AI Coding Tools Pose Serious Risks For Developers

Ojas Srivastava

Researchers say developers are now reluctant to work without AI coding tools, even as code quality and maintenance risks remain unresolved.

AI coding tools have become part of daily software work. Now, some researchers are asking whether the industry has moved faster than the evidence.

TechCrunch reported that developers are increasingly unwilling to take part in studies where they must work without AI. That matters because it makes the real effect of these tools harder to measure.

The issue came up in work by METR, an AI research group. METR said in February 2026 that a new developer productivity study had become unreliable because many programmers did not want to work without AI coding tools.

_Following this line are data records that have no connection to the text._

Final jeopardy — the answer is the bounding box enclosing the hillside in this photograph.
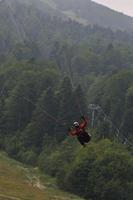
[0,152,83,200]
[0,1,133,200]
[4,0,133,31]
[42,0,133,31]
[1,0,133,67]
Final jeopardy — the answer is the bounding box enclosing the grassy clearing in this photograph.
[0,152,84,200]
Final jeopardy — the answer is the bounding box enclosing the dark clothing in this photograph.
[77,131,91,146]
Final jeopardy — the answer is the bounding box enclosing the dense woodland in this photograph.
[0,1,133,200]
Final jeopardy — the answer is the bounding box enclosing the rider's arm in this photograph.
[79,116,89,129]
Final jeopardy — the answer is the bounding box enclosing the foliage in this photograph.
[0,1,133,199]
[39,139,133,200]
[0,59,88,161]
[19,150,37,165]
[88,69,133,141]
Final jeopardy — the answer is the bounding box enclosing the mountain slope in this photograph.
[0,0,133,63]
[0,152,83,200]
[0,0,62,58]
[42,0,133,31]
[2,0,133,31]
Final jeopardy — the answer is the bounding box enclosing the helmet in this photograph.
[73,122,79,127]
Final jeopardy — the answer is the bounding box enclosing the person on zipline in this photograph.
[68,116,91,147]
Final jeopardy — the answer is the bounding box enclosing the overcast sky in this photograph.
[93,0,133,17]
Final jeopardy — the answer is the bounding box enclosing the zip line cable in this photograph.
[23,96,60,123]
[0,83,63,125]
[1,78,132,149]
[68,70,84,117]
[8,93,133,149]
[75,96,84,116]
[0,81,83,128]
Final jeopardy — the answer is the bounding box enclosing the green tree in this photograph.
[21,87,58,151]
[121,86,133,139]
[72,85,88,119]
[55,77,74,140]
[4,71,38,134]
[62,140,133,200]
[101,70,133,127]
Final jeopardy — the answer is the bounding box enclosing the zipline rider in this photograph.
[68,116,91,147]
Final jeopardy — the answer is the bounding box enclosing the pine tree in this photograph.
[21,87,58,150]
[121,86,133,139]
[72,85,88,120]
[55,77,74,140]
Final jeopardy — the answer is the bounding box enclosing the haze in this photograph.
[93,0,133,17]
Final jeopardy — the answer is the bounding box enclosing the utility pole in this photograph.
[88,104,98,128]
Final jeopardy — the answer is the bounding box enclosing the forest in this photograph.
[0,1,133,200]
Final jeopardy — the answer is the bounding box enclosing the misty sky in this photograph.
[93,0,133,17]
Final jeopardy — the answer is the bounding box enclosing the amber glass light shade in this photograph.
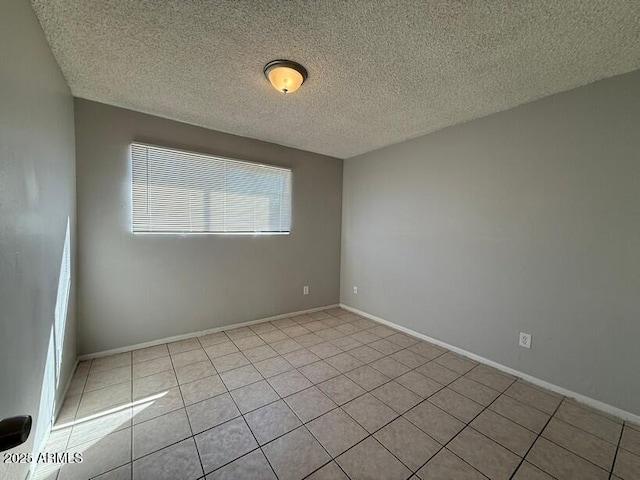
[264,60,308,94]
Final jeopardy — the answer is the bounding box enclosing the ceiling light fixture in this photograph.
[263,60,308,94]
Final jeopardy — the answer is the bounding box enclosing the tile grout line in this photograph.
[303,396,414,478]
[535,415,622,475]
[77,315,463,478]
[607,420,625,480]
[82,353,133,480]
[57,308,622,480]
[271,314,357,480]
[200,312,353,478]
[473,374,623,449]
[53,313,335,478]
[66,318,455,478]
[212,334,282,480]
[167,343,209,480]
[406,374,518,479]
[230,398,281,480]
[286,345,485,477]
[85,352,133,480]
[69,328,427,408]
[328,348,481,476]
[209,312,378,479]
[418,372,615,478]
[383,347,627,467]
[420,358,546,459]
[67,314,414,477]
[298,423,349,479]
[328,363,498,479]
[282,336,410,477]
[126,336,259,476]
[405,366,526,456]
[302,460,352,480]
[121,358,491,480]
[497,394,622,444]
[507,396,564,480]
[525,399,626,478]
[262,376,345,477]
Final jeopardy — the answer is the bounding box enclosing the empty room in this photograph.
[1,1,639,479]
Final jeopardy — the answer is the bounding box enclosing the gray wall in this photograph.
[0,1,77,478]
[75,99,342,355]
[341,70,640,415]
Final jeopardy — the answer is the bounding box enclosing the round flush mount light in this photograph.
[264,60,308,94]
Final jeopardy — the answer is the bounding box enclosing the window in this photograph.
[131,143,292,234]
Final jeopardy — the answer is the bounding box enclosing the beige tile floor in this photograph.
[33,307,640,480]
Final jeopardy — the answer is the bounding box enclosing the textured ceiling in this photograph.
[32,1,640,159]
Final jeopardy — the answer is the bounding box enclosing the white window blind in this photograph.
[131,143,292,234]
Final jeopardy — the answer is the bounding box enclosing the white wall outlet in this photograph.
[303,285,309,295]
[353,286,358,294]
[519,332,532,349]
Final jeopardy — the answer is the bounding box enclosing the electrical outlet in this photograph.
[519,332,532,349]
[353,286,358,294]
[303,285,309,295]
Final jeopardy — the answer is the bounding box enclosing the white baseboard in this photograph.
[78,304,339,360]
[340,303,640,425]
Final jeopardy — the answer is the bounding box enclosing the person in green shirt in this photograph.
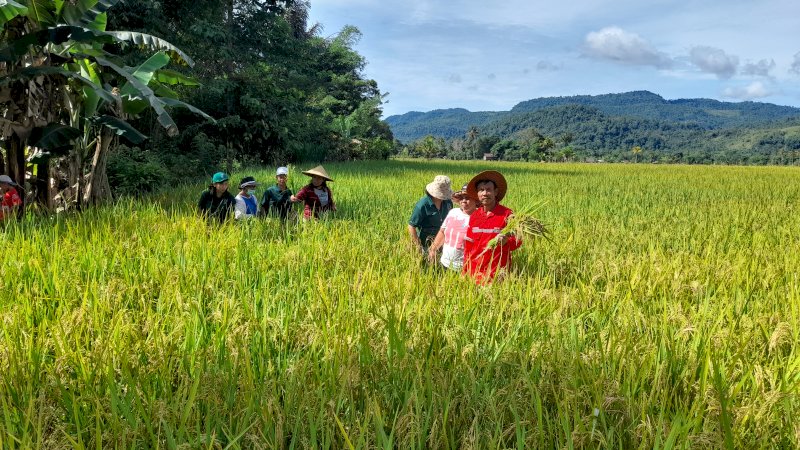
[408,175,453,256]
[261,166,294,219]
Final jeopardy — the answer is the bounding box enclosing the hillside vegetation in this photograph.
[386,91,800,164]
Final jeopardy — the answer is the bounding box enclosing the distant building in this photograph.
[483,153,496,161]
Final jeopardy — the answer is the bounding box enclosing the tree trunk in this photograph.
[69,143,84,211]
[35,158,52,209]
[0,143,5,174]
[84,127,115,205]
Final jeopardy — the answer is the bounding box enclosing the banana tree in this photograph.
[1,0,213,210]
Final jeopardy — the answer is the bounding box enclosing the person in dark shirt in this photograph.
[261,166,294,220]
[408,175,453,256]
[197,172,236,223]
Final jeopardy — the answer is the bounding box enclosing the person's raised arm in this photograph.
[290,186,307,203]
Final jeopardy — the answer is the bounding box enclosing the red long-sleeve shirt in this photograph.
[462,203,522,284]
[295,184,336,219]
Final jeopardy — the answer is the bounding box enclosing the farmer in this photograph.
[462,170,522,283]
[427,184,478,271]
[197,172,236,223]
[262,166,294,219]
[0,175,22,221]
[408,175,453,256]
[291,165,336,220]
[234,176,260,220]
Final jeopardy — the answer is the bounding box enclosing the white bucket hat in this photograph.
[426,175,453,200]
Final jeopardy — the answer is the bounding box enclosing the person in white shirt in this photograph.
[234,176,260,220]
[427,184,478,270]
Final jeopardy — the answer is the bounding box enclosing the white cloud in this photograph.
[741,59,775,77]
[689,46,739,79]
[583,27,673,69]
[791,51,800,75]
[722,81,774,100]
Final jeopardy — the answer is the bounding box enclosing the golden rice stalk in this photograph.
[486,202,551,250]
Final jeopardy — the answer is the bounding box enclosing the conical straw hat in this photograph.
[302,165,333,182]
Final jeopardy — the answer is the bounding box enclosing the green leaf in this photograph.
[0,65,115,104]
[119,52,170,116]
[150,80,178,99]
[60,0,119,30]
[0,0,28,27]
[153,69,200,87]
[93,115,147,144]
[160,97,216,123]
[24,0,55,26]
[77,59,101,117]
[29,123,81,151]
[129,52,170,87]
[93,56,178,136]
[105,31,195,67]
[86,11,106,31]
[0,26,115,63]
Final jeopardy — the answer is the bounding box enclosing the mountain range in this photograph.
[384,91,800,163]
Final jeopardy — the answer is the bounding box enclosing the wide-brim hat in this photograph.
[302,165,333,182]
[467,170,507,202]
[0,175,17,187]
[426,175,453,200]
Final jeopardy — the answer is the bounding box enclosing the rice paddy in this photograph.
[1,159,799,448]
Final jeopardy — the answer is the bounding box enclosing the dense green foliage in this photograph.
[387,91,800,164]
[104,1,395,184]
[511,90,800,127]
[2,160,799,448]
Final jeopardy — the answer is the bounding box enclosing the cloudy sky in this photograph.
[308,0,800,117]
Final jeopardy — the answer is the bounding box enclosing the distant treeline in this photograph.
[388,91,800,165]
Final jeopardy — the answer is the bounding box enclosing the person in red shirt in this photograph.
[291,165,336,220]
[0,175,22,221]
[462,170,522,284]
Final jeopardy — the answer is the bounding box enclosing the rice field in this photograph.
[1,159,799,449]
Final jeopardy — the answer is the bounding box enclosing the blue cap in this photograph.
[212,172,229,183]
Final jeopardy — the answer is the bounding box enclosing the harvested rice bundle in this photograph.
[486,202,551,250]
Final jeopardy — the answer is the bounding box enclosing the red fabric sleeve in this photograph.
[295,186,309,201]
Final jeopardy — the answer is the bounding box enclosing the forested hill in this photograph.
[385,91,800,147]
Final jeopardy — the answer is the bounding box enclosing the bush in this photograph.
[108,146,170,196]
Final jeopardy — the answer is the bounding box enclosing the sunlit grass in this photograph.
[1,160,799,448]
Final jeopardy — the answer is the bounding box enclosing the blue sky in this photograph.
[308,0,800,117]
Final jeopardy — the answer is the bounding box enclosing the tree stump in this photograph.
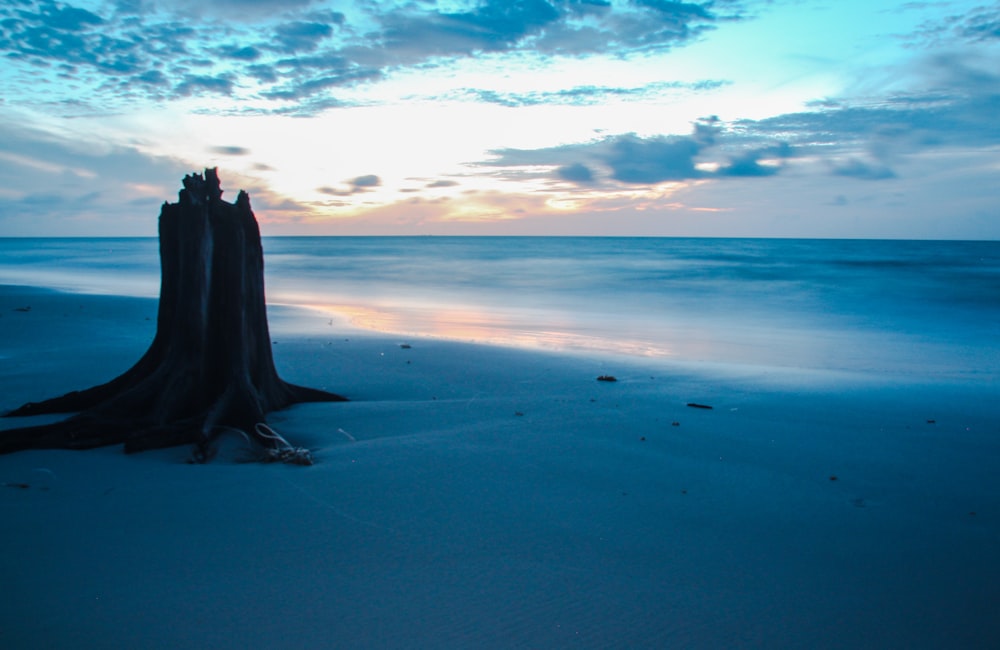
[1,168,346,462]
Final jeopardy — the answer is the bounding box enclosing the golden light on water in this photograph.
[293,301,674,358]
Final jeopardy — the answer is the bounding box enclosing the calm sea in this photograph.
[1,237,998,379]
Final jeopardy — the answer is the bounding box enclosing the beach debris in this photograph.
[226,424,315,465]
[596,375,617,382]
[686,403,713,410]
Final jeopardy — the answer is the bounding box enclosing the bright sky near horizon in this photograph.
[1,0,998,238]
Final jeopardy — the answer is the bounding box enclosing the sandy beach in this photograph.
[1,283,998,648]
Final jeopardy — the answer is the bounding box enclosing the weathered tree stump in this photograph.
[1,168,346,462]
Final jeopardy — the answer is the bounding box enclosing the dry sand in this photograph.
[1,285,998,648]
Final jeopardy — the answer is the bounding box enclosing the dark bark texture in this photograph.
[1,169,346,461]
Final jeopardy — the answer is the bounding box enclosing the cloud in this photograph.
[0,2,340,108]
[350,174,381,189]
[957,6,1000,42]
[482,116,729,184]
[209,146,251,156]
[260,61,383,101]
[537,0,742,54]
[909,3,1000,45]
[717,143,791,177]
[39,4,103,30]
[317,174,382,197]
[482,141,593,174]
[450,79,729,107]
[0,118,187,235]
[0,0,743,113]
[175,74,235,96]
[633,0,713,21]
[830,158,897,181]
[714,49,1000,185]
[134,69,169,87]
[270,20,337,53]
[556,163,594,182]
[219,45,262,61]
[427,179,460,188]
[1,1,137,73]
[160,0,319,18]
[604,133,704,182]
[379,0,562,57]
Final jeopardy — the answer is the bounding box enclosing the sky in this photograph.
[0,0,998,238]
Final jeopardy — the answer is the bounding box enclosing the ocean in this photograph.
[1,237,998,380]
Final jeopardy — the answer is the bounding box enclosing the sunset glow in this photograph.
[1,0,998,238]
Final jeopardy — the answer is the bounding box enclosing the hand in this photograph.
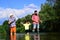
[39,20,42,23]
[20,22,23,24]
[8,21,11,24]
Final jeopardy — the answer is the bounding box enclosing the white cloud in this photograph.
[24,4,38,9]
[24,4,40,14]
[0,3,40,20]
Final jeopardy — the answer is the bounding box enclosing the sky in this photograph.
[0,0,46,25]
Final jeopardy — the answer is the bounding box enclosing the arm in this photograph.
[20,22,23,25]
[29,23,31,25]
[32,15,36,22]
[8,18,16,25]
[8,21,11,24]
[8,18,11,24]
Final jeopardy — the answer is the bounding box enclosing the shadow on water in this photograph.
[0,32,60,40]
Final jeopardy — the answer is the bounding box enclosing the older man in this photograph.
[8,14,16,40]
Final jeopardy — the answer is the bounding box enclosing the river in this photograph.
[0,32,60,40]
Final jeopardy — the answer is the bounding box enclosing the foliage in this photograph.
[39,0,60,32]
[39,3,56,21]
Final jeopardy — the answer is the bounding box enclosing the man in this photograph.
[8,14,16,40]
[32,10,40,32]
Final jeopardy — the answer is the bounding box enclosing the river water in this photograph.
[0,33,60,40]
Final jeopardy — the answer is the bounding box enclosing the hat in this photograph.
[9,13,13,16]
[34,10,37,12]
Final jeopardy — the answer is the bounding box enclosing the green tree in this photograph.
[2,20,8,34]
[39,3,57,32]
[47,0,60,18]
[53,0,60,31]
[40,0,60,32]
[0,25,6,39]
[54,0,60,18]
[16,18,25,33]
[25,15,32,23]
[39,3,56,21]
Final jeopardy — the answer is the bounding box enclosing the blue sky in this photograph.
[0,0,46,9]
[0,0,46,25]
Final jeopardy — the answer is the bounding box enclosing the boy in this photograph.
[22,20,31,34]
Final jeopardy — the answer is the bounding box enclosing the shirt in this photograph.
[9,17,16,27]
[32,15,39,24]
[23,23,31,30]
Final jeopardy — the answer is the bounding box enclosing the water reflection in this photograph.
[16,33,60,40]
[33,33,40,40]
[0,33,60,40]
[25,33,30,40]
[25,33,40,40]
[10,33,16,40]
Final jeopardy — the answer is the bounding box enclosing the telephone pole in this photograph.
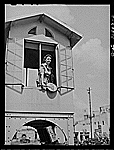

That is a shift from earlier research. METR’s 2025 study found that AI tools caused experienced open-source developers to take 19% longer on selected tasks. The researchers later warned that newer results may be affected by selection bias, because the most active AI users may avoid studies that limit the tools.

There is a positive case. Developers say these tools help with drafts, tests, documentation and routine fixes. In a May 2026 METR survey of 349 technical workers, respondents said AI coding tools raised the value of their work by a median of 1.4x to 2x.

But self-reporting is not the same as proof. METR also said survey answers can overstate real productivity gains. The bigger concern is not whether code appears faster. It is whether teams can maintain it.

A separate April 2026 paper on AI-generated code in real projects found that more than 15% of commits from every AI coding tools studied introduced at least one issue. The paper also found that 22.7% of tracked AI-introduced issues were still present in the latest version of the repository.

That does not mean developers will stop using AI. They probably will not. It means companies may need stronger reviews, clearer ownership and better testing before they treat generated code as finished work.

The AI Decode has also covered how AI infrastructure is changing job demand. The same wider shift is now hitting software teams. Speed is useful. But the real test is whether the code still makes sense six months later.